More recently, Jan Leike, a former DeepMind researcher who while at OpenAI was involved with the development of ChatGPT and ChatGPT’s predecessor, InstructGPT, resigned from his safety research role, saying in a series of posts on X that he believed OpenAI “wasn’t on the trajectory” to get issues pertaining to AI security and safety “right.” AI policy researcher Gretchen Krueger, who left OpenAI last week, echoed Leike’s statements, calling on the company to improve its accountability and transparency and “the care with which [it uses its] own technology.”

Quartz notes that, besides Sutskever, Kokotajlo, Leike and Krueger, at least five of OpenAI’s most safety-conscious employees have either quit or been pushed out since late last year, including former OpenAI board members Helen Toner and Tasha McCauley. In an op-ed for The Economist published Sunday, Toner and McCauley wrote that — with Altman at the helm — they don’t believe that OpenAI can be trusted to hold itself accountable.

“[B]ased on our experience, we believe that self-governance cannot reliably withstand the pressure of profit incentives,” Toner and McCauley said.

To Toner and McCauley’s point, TechCrunch reported earlier this month that OpenAI’s Superalignment team, responsible for developing ways to govern and steer “superintelligent” AI systems, was promised 20% of the company’s compute resources — but rarely received a fraction of that. The Superalignment team has since been dissolved, and much of its work placed under the purview of Schulman and a safety advisory group OpenAI formed in December.

OpenAI has advocated for AI regulation. At the same time, it’s made efforts to shape that regulation, hiring an in-house lobbyist and lobbyists at an expanding number of law firms and spending hundreds of thousands of dollars on U.S. lobbying in Q4 2023 alone. Recently, the U.S. Department of Homeland Security announced that Altman would be among the members of its newly formed Artificial Intelligence Safety and Security Board, which will provide recommendations for “safe and secure development and deployment of AI” throughout the U.S.’ critical infrastructures.

In an effort to avoid the appearance of ethical fig-leafing with the exec-dominated Safety and Security Committee, OpenAI has pledged to retain third-party “safety, security and technical” experts to support the committee’s work, including cybersecurity veteran Rob Joyce and former U.S. Department of Justice official John Carlin.
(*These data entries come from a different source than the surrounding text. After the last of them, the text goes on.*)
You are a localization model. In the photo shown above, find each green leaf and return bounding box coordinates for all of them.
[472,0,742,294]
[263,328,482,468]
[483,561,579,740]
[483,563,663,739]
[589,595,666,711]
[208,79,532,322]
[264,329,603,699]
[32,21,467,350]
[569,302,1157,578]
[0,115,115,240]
However, beyond Joyce and Carlin, the company hasn’t detailed the size or makeup of this outside expert group — nor has it shed light on the limits of the group’s power and influence over the committee.

In a post on X, Bloomberg columnist Parmy Olson notes that corporate oversight boards like the Safety and Security Committee, similar to Google’s AI oversight boards like its Advanced Technology External Advisory Council, “[do] virtually nothing in the way of actual oversight.” Tellingly, OpenAI says it’s looking to address “valid criticisms” of its work via the committee — “valid criticisms” being in the eye of the beholder, of course.

Altman once promised that outsiders would play an important role in OpenAI’s governance. In a 2016 piece in the New Yorker, he said that OpenAI would “[plan] a way to allow wide swaths of the world to elect representatives to a … governance board.” That never came to pass — and it seems unlikely it will at this point.